The owners of restaurants and cafes are “unanimous in demanding support and asking that the government finds a way to reduce their burdens, such as exempting them from trust fees, postponing bank payments and reviewing bounced checks,” said President of the Jordan Restaurants Association Omar Awwad.
“The owners are demanding the issuance of a defence order that deals with the problem of their rent payments, as many of them have had to pay thousands in rent without gaining as much as half of it due to government measures,” said Awwad, who added that some shop rents can reach hundreds of thousands.
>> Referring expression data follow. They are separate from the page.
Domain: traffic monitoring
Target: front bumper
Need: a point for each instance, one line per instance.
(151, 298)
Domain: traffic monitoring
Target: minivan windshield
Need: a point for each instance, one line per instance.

In the past few days, dozens of ads of cafes and restaurants up for sale have spread on social media, while some closed without notice or announcements, noted Awwad.
“This is not a shisha issue, this is an issue of government decisions that have neither maintained the economy nor controlled the spread of the virus,” he added.
As for Tamer Khasawneh, a 28-year-old man who owned a mobile shop, the reason behind his business closure was that he has “had to endure employees’ salaries, rent, operational bills and payments for goods that are no longer being sold.”
After working throughout college, Khasawneh opened his shop near the Seventh Circle and has been doing well up until the pandemic.
“Although there were no lockdowns or bans specific to my sector, unlike the food and health sectors, the purchasing power of citizens has significantly dropped and no one is thinking of buying new electronics at the moment,” he added.
Khasawneh noted that “there is hardly any possibility of people spending money on luxuries, as some are struggling to meet their basic needs, so I decided to cut my losses before they started.”